The statement accusing clubs of "burning money" comes a month after an editorial by the ruling Communist Party’s official newspaper, the People’s Daily, critical of the spending by Super League clubs on foreign players and coaches had reached almost $500 million.

The irony, of course, is that the boom was triggered when Chinese president Xi Jinping, a big soccer fan, supported efforts to transform the country into great soccer power. At the grassroots level, that has meant the investment of huge sums in soccer schools.

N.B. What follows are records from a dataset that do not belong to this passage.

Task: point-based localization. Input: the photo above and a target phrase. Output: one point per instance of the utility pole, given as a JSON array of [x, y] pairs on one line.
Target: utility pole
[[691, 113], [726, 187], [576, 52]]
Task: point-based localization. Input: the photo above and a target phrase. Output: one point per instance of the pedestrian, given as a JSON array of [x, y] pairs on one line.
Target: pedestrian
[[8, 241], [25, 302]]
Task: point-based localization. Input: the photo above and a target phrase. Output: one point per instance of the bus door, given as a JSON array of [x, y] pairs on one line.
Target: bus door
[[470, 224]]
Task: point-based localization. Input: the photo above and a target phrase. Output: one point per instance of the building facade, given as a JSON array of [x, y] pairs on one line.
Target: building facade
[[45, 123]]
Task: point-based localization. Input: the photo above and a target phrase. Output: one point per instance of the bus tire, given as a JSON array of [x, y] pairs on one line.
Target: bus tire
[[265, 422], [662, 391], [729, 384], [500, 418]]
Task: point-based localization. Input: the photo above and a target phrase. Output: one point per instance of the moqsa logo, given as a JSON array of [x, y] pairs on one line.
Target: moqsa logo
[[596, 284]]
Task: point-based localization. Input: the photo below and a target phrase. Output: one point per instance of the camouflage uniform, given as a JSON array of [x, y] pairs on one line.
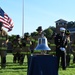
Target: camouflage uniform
[[3, 47]]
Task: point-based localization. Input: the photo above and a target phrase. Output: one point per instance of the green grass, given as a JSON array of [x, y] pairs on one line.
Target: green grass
[[13, 68], [16, 69]]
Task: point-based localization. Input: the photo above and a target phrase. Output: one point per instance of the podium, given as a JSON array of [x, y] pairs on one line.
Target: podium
[[42, 65]]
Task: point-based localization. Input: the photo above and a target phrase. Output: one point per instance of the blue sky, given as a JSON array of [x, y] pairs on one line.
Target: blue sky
[[38, 13]]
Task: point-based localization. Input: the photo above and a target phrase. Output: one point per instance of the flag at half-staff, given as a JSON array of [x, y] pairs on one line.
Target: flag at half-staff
[[6, 20]]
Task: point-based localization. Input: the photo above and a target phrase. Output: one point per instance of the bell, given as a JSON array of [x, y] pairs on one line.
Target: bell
[[42, 44]]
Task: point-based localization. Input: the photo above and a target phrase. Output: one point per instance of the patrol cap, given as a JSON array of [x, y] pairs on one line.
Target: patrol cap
[[1, 24], [39, 28], [17, 36], [67, 32], [26, 34], [62, 29]]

But national and internationally, Chinese investors have been encouraged to center their sports and entertainment portfolios on soccer properties.

Reuters quoted an unnamed official as saying concerns were centered on "large scale overseas acquisitions, the grave phenomenon of clubs burning money, salaries that are too high for foreign players, not attaching importance to youth training, and only emphasizing short-term achievements and neglecting long-term development."

To attack the problem, the Sports General Administration is looking at imposing caps on transfer fees and limit fees paid to agents and brokers for facilitating agreements -- wasted money it wants directed to youth development.

Bloomberg also reported that the Sports General Administration's warning isn't just limited to domestic spending, suggesting it will take aim at overseas soccer spending.

What European clubs gain from an easing of the inflationary pressure on salaries and transfer fees might be offset by reduced Chinese investment in struggling European clubs that has been termed "a blessing."

Chinese investors have bought or attempted to buy majority or minority positions in a host of European clubs, including Manchester City, Inter Milan, AC Milan and Atletico Madrid.

Lyon's acquisition of Alex Morgan coincided with a deal club president Jean-Michel Aulas reached with China's IDG Capital to invest 100 million euros ($120 million) into Lyon in return for a 20 percent interest in the club.

Investment in smaller European clubs has come as a lifesaver, allowing them to pay off or restructure debt. Without it, the soccer bubble economy could burst.